A downloader for KNMI weather datasets
Project description
KNMI Dataset Downloader
A Python package for easily downloading datasets from the KNMI (Royal Netherlands Meteorological Institute) Data Platform. This tool supports concurrent downloads and provides both a command-line interface and a Python API.
Background
This project was inspired by my experience working at Clairify [www.clairify.io], where I worked extensively with KNMI datasets. After leaving, I had more time to create this tool to address the need for a more streamlined download process. The goal was to simplify dataset acquisition for Python projects, making it easier for developers and data scientists to work with KNMI's valuable meteorological data.
Features
- Concurrent downloads for improved performance
- Progress bars for both overall and individual file downloads
- Support for date range filtering
- Skips already downloaded files
- Both CLI and Python API interfaces
- Detailed download statistics
- Anonymous API key support with automatic fetching
- Built with Kiota-generated API client for type-safe KNMI API interactions
- Request timeouts for improved reliability
Installation
You can install the package using pip:
pip install knmi-dataset-downloader
Prerequisites
- Python 3.7 or higher
- A KNMI Data Platform API key (optional - will use anonymous API key if not provided)
Usage
Command Line Interface
The simplest way to use the downloader is through the command line:
# Using your own API key
knmi-download --api-key YOUR_API_KEY --start-date 2024-01-01T00:00:00 --end-date 2024-01-31T23:59:59
# Using anonymous API key (automatically fetched)

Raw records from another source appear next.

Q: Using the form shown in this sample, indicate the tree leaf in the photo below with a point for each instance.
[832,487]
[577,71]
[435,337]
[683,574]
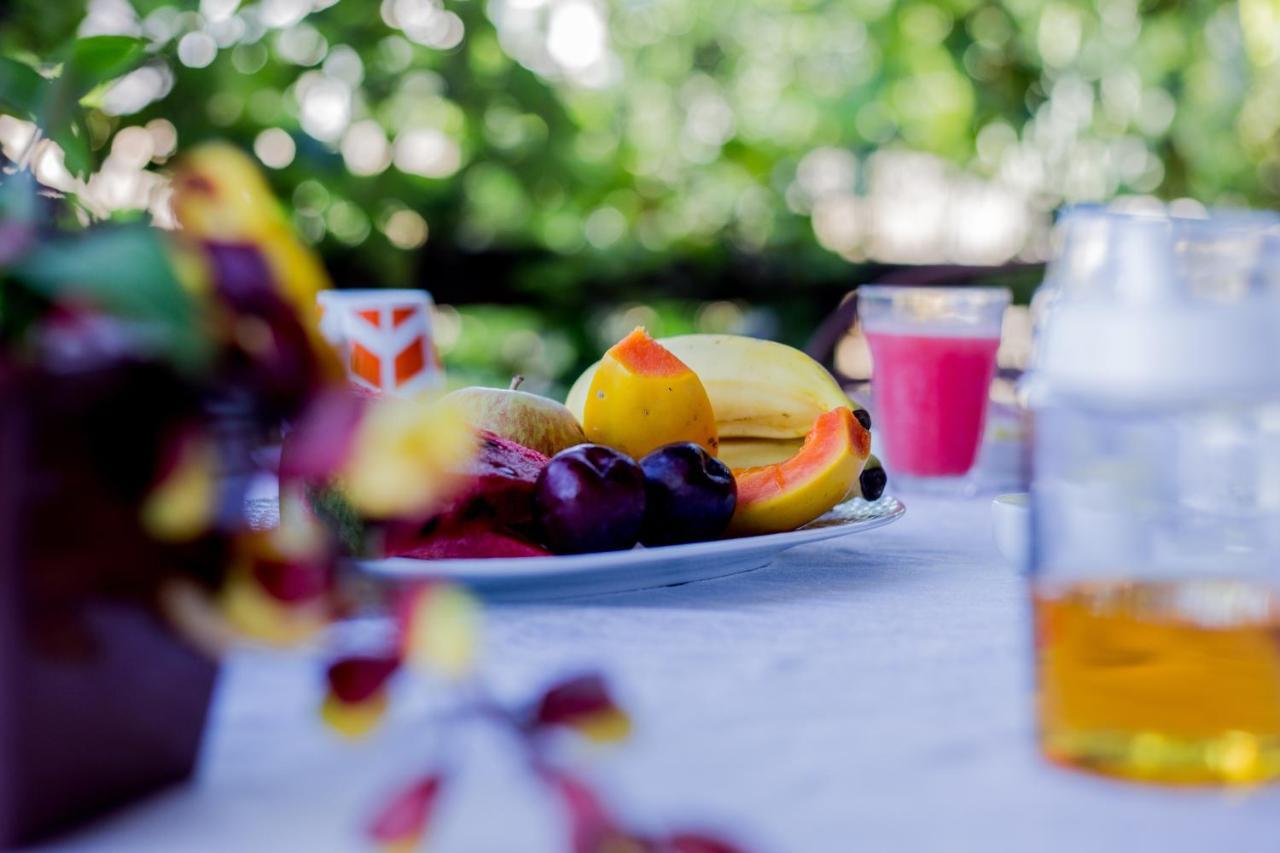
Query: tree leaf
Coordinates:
[21,89]
[123,270]
[97,59]
[73,138]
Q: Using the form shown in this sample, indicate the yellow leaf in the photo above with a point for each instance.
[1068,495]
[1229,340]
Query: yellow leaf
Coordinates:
[183,505]
[353,719]
[608,726]
[254,614]
[443,628]
[407,456]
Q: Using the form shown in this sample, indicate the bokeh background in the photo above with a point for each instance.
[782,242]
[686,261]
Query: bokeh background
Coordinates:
[557,172]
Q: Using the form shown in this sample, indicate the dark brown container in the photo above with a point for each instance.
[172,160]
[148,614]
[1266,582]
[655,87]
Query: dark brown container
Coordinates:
[100,701]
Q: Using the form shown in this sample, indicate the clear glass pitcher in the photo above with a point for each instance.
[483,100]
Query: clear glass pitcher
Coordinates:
[1156,498]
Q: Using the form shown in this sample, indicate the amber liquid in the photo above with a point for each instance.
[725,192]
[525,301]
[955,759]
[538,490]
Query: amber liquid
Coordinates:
[1174,682]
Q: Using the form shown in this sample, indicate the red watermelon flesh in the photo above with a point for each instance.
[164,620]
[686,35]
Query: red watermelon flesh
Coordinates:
[502,487]
[469,539]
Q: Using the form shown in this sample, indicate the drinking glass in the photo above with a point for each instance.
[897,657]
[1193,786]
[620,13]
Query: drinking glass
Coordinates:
[1156,498]
[933,356]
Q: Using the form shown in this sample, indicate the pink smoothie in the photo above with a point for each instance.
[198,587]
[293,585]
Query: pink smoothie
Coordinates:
[931,400]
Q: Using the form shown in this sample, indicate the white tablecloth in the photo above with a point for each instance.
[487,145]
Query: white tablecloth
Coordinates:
[867,694]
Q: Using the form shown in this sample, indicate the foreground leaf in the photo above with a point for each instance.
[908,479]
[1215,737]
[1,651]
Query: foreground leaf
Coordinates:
[402,824]
[583,703]
[439,625]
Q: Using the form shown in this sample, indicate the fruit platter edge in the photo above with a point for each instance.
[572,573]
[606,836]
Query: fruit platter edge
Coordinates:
[590,574]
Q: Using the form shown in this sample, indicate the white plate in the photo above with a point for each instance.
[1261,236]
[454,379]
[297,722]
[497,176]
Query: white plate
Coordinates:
[590,574]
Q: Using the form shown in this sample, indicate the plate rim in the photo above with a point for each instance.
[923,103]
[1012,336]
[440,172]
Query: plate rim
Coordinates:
[480,569]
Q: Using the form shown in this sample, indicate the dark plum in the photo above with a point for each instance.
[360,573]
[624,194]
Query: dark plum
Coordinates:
[589,498]
[689,495]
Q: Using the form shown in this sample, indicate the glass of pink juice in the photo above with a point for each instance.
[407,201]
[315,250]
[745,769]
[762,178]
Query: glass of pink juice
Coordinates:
[933,356]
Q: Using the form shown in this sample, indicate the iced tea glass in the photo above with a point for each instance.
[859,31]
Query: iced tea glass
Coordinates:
[1156,500]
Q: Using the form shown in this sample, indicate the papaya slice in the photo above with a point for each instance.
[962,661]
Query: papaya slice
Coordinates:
[757,452]
[772,498]
[643,397]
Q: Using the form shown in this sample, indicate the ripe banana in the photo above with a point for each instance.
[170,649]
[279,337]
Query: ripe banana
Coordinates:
[758,388]
[754,452]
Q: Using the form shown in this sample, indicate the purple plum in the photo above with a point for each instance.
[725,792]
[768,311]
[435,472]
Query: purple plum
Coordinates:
[589,498]
[689,495]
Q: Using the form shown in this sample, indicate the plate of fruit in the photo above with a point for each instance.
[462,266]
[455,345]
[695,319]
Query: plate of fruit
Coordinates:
[671,460]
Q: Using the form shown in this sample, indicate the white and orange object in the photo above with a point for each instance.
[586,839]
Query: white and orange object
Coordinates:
[384,338]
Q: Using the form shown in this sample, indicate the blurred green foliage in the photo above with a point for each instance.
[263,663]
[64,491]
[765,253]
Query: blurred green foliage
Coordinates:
[589,142]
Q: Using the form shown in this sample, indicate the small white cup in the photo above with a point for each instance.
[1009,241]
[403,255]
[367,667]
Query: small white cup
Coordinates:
[384,338]
[1011,523]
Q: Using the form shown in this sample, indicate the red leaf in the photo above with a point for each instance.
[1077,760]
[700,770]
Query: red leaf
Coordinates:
[291,582]
[408,813]
[590,825]
[320,441]
[355,679]
[696,843]
[575,699]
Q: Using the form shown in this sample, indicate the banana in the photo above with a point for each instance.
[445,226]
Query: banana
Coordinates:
[754,452]
[758,388]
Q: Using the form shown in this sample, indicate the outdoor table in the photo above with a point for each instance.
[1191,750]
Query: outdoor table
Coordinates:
[872,693]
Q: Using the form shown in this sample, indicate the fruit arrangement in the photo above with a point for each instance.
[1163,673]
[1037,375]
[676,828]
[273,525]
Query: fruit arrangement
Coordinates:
[662,442]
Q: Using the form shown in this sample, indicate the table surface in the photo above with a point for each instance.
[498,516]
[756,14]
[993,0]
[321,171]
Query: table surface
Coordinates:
[872,693]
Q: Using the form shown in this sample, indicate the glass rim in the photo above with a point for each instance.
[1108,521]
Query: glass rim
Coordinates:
[1214,219]
[978,293]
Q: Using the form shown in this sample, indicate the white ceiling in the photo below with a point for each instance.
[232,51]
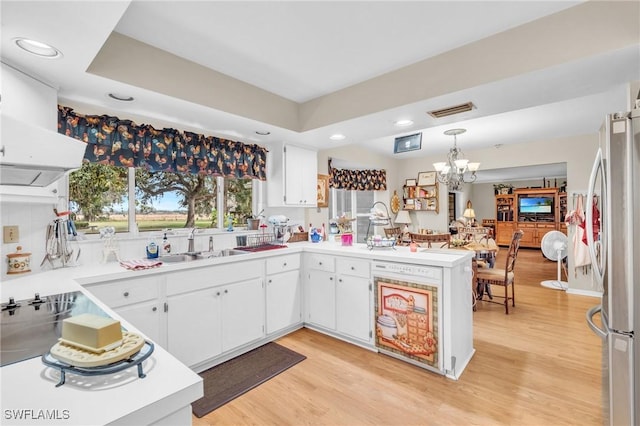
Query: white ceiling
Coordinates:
[305,50]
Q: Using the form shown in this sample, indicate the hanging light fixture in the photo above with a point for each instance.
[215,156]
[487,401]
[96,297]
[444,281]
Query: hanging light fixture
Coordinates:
[453,172]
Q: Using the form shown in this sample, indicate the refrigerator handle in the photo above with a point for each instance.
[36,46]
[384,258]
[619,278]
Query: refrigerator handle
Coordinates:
[592,325]
[598,268]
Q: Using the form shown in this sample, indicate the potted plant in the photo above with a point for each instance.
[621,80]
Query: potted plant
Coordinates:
[502,188]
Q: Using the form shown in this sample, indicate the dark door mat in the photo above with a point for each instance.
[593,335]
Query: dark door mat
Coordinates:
[232,378]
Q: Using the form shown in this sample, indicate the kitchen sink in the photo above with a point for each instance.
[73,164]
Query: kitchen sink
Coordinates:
[189,257]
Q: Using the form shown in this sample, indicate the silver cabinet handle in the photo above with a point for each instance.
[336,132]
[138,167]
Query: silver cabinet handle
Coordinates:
[590,313]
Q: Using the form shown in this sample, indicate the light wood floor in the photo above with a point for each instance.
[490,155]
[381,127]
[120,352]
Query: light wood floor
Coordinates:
[540,365]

knmi-download --start-date 2024-01-01 --end-date 2024-01-31
# Limit the number of files to download
knmi-download --start-date 2024-01-01 --end-date 2024-01-31 --limit 5
Available options:
Options:
-d, --dataset TEXT Name of the dataset to download (default: Actuele10mindataKNMIstations)
-v, --version TEXT Version of the dataset (default: 2)
-c, --concurrent INT Maximum number of concurrent downloads (default: 10)
-s, --start-date TEXT Start date in ISO 8601 format (e.g., 2024-01-01T00:00:00 or 2024-01-01)
Default is 1 hour and 30 minutes ago
-e, --end-date TEXT End date in ISO 8601 format (e.g., 2024-01-01T00:00:00 or 2024-01-01)
Default is now
--api-key TEXT KNMI API key (optional - will fetch anonymous API key if not provided)
-o, --output-dir PATH Output directory for downloaded files
--limit INT Maximum number of files to download (optional)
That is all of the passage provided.